To shed more light on the extent and scope of this spread, Web Security company, Indusface, has gathered some insights into specifically UK businesses to determine the sectors most at risk of AI dependence, and now the company has shared its findings.
Legal, IT & telecoms, and financial sectors lead
The legal sector is one of the most prominent industries using AI, with the sector leveraging artificial intelligence for legal research, analysis, due diligence, efficiency and cost reduction. According to the survey, almost a third (30%) of law businesses across the UK state they have already adopted AI, enhancing the quality of their legal services.
IT and telecoms come in second with 29.5% of UK businesses in this sector having adopted the use of AI. The benefits for this sector include network optimisation, predictive maintenance, customer service automation, security, and data analytics, among other applications.
AI also plays a pivotal role in the finance and accounting sector, with more than a quarter (26%) of UK businesses in this field already utilising AI for tasks in the workplace. The finance sector uses artificial intelligence for fraud detection, credit risk assessment, financial reporting, tax preparation and customer service.
It’s clear to see that using AI in business offers numerous benefits, however, according to Indusface these sectors could be at risk of AI dependence, with almost six in ten (59%) Brits admitting they are concerned about the use of artificial intelligence, according to Forbes Advisor research.
Sectors powered by tech will see faster adoption of AI
Venky Sundar, Founder and President of Indusface shares his insight on the risks of using AI in business. “Any sectors powered by tech as a key element of their business, from farming to finance are at risk of relying too much on AI. Anything data heavy, requiring analytics to stay relevant (consumer engagement and insights in ecomm and retail, credit and risk rating, and consumer understanding will see faster adoption of AI than other sectors).
The risk though is that POC (proof of concept) should just be used for that purpose. If you go to market with the POC, there could be serious consequences around application security and data privacy. AI could give you code that is vulnerable to attacks, as secure coding practices are rarely followed, and you can bet that most code that AI has been trained on would be vulnerable to attacks."
Using AI to prompt could lead to serious consequences
“The other risk is with just using LLMs (large language models) as an input interface for the products.
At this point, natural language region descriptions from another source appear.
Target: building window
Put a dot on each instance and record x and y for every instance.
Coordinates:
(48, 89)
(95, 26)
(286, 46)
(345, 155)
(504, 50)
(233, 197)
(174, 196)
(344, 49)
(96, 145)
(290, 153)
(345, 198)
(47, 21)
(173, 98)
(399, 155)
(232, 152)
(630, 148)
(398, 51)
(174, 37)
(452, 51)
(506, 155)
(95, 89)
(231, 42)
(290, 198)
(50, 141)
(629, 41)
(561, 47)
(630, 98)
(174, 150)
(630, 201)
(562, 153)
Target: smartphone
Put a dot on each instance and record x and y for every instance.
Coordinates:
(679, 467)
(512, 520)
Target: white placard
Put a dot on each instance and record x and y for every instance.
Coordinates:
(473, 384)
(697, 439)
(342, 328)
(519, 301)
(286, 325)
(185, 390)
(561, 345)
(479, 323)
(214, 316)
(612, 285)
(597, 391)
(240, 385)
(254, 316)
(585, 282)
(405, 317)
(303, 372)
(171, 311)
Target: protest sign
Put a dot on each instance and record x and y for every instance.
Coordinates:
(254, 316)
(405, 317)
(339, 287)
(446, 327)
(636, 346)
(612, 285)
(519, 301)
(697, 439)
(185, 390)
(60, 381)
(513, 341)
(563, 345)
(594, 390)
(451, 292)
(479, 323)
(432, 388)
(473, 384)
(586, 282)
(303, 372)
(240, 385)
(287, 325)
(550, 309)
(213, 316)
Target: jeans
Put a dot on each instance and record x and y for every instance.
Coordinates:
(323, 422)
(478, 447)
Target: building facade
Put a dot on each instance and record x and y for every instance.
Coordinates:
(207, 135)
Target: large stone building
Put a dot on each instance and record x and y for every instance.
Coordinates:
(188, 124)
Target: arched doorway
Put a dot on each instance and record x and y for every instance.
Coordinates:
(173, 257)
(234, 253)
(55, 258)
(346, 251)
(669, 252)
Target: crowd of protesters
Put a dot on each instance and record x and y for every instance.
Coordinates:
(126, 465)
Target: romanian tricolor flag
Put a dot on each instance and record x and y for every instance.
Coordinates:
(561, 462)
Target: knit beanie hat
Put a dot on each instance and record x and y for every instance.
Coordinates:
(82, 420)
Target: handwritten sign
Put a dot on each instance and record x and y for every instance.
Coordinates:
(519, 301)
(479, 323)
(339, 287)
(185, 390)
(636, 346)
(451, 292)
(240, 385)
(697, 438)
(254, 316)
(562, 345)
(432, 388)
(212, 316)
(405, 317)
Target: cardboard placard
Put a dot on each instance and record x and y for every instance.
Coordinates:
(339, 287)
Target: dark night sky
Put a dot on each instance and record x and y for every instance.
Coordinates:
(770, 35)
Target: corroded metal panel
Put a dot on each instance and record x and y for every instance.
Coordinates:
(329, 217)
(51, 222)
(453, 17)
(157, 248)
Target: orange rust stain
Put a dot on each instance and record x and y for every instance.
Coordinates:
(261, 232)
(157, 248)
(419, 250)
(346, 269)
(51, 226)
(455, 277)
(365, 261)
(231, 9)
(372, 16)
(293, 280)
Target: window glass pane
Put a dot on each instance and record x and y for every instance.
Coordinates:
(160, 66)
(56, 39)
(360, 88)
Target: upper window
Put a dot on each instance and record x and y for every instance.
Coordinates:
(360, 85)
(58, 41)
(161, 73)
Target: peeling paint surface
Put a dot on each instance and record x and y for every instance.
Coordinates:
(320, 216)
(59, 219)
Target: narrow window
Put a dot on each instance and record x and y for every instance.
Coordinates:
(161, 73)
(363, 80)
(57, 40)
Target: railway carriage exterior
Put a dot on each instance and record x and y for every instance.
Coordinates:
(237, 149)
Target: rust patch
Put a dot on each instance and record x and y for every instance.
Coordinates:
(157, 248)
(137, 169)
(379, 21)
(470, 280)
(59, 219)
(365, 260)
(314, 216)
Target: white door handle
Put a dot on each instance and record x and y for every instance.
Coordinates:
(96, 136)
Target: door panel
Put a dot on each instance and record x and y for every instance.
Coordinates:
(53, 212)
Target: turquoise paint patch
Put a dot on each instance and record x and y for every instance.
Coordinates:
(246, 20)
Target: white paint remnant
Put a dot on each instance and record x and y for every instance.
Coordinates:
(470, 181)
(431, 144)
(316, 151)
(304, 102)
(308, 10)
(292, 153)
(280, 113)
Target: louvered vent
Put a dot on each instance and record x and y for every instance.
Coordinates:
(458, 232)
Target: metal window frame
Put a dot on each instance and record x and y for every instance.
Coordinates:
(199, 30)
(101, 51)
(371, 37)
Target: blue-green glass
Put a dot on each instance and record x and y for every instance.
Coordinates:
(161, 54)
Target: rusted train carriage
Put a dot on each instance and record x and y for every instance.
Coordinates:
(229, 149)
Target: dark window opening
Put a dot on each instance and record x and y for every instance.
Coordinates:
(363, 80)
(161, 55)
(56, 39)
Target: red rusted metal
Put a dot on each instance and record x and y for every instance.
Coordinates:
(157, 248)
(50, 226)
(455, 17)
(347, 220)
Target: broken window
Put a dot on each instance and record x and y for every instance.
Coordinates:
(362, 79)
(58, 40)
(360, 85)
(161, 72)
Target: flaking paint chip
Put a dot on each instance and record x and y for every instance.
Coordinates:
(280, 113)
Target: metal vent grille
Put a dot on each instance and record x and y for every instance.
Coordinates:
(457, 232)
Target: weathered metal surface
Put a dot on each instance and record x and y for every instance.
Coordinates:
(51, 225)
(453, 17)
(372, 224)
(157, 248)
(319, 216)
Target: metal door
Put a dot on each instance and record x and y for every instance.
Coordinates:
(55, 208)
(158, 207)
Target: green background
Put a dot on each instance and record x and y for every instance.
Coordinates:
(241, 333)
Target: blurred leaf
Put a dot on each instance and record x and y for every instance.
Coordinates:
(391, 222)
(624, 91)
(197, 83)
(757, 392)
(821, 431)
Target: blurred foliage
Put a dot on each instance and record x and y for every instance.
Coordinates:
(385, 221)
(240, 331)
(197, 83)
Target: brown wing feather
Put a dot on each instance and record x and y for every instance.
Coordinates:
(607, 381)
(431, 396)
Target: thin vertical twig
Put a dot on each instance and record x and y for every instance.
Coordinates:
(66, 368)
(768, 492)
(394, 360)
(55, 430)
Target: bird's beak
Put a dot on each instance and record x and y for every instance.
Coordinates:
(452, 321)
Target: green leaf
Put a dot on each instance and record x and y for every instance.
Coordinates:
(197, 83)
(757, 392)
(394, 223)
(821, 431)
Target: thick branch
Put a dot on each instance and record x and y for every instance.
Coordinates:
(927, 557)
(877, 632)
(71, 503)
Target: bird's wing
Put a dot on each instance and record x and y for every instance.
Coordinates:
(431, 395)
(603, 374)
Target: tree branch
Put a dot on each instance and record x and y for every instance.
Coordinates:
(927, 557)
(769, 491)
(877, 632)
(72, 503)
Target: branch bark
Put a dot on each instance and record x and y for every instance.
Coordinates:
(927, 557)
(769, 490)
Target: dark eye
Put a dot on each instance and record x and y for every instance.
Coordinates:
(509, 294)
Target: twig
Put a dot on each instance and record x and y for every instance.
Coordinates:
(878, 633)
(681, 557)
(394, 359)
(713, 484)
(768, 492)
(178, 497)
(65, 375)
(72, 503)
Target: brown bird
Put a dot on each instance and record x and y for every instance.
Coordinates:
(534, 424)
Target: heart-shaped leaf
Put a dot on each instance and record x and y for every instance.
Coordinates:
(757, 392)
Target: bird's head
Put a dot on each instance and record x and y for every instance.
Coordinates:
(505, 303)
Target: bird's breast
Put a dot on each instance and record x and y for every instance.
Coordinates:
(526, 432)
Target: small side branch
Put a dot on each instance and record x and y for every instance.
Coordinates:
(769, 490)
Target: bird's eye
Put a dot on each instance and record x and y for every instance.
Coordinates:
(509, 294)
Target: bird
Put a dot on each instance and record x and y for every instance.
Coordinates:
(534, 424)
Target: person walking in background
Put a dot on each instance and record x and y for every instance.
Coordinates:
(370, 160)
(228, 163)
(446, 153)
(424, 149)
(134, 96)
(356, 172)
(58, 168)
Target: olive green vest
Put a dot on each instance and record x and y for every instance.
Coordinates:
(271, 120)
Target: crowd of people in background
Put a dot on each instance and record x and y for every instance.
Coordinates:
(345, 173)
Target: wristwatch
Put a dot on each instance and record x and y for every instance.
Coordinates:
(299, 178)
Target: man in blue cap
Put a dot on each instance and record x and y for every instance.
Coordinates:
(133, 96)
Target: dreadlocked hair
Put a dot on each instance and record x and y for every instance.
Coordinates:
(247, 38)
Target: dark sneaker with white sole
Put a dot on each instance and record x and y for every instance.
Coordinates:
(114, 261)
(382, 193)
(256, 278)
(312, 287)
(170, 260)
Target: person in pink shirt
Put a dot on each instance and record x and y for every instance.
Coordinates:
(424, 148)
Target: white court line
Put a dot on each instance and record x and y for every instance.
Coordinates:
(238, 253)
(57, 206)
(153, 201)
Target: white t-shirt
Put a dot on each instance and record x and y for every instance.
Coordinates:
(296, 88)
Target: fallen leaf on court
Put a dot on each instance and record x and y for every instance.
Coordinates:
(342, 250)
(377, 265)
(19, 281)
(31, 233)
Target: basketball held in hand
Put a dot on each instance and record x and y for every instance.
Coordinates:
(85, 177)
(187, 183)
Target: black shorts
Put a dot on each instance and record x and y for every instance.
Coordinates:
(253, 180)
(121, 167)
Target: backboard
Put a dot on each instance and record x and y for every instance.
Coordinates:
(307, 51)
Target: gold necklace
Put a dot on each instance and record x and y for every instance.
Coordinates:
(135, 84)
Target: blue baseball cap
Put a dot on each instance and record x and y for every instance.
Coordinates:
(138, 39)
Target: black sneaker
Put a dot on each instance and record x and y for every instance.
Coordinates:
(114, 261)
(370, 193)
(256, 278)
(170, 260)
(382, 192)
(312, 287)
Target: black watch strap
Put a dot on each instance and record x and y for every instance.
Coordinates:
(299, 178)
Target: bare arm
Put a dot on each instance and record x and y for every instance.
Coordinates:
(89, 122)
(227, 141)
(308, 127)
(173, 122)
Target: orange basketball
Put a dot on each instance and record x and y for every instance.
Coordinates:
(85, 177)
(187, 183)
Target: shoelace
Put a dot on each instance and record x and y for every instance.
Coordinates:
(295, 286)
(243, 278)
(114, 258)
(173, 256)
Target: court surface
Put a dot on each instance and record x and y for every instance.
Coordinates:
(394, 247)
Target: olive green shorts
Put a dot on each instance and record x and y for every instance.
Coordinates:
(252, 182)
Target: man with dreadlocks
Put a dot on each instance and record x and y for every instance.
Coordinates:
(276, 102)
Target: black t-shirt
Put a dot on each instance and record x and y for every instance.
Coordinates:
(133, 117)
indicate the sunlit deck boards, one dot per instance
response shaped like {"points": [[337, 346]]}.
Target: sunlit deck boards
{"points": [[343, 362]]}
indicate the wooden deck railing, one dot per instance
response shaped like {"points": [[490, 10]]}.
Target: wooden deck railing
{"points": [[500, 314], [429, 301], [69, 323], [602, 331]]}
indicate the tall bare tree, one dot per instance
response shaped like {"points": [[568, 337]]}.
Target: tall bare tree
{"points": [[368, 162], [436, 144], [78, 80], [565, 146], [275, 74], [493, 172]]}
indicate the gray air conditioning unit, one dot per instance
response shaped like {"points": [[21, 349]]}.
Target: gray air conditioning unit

So far, the inputs that you could provide the software with were very limited, as form fields such as text boxes or drop down lists controlled most inputs into the software. But using AI to read and interpret a prompt could actually remove this predictability. This can lead to serious consequences and early risks of these “prompt injections” are being captured by OWASP (the Open Worldwide Application Security Project)."
Venky Sundar also suggests how businesses might overcome this type of risk.
“Whilst AI can help businesses conceptualise and build code, AI should still be used as a sidekick, not a dependent, especially for software development. Before companies go to market, we would still recommend following the same best practices of 1) vulnerability scanning 2) penetration testing 3) patching and 4) WAAP implementations to thwart attacks.”
Humans need to oversee to ensure diversity
“Since LLM injections are a threat, the knowledge base used to build productivity use cases, and the knowledge base used to build defence use cases on what’s not acceptable have to be separate sources that need to be trained and updated continuously. There needs to be oversight from human beings, and the people maintaining these datasets have to be diverse so that the data sets are diverse enough.”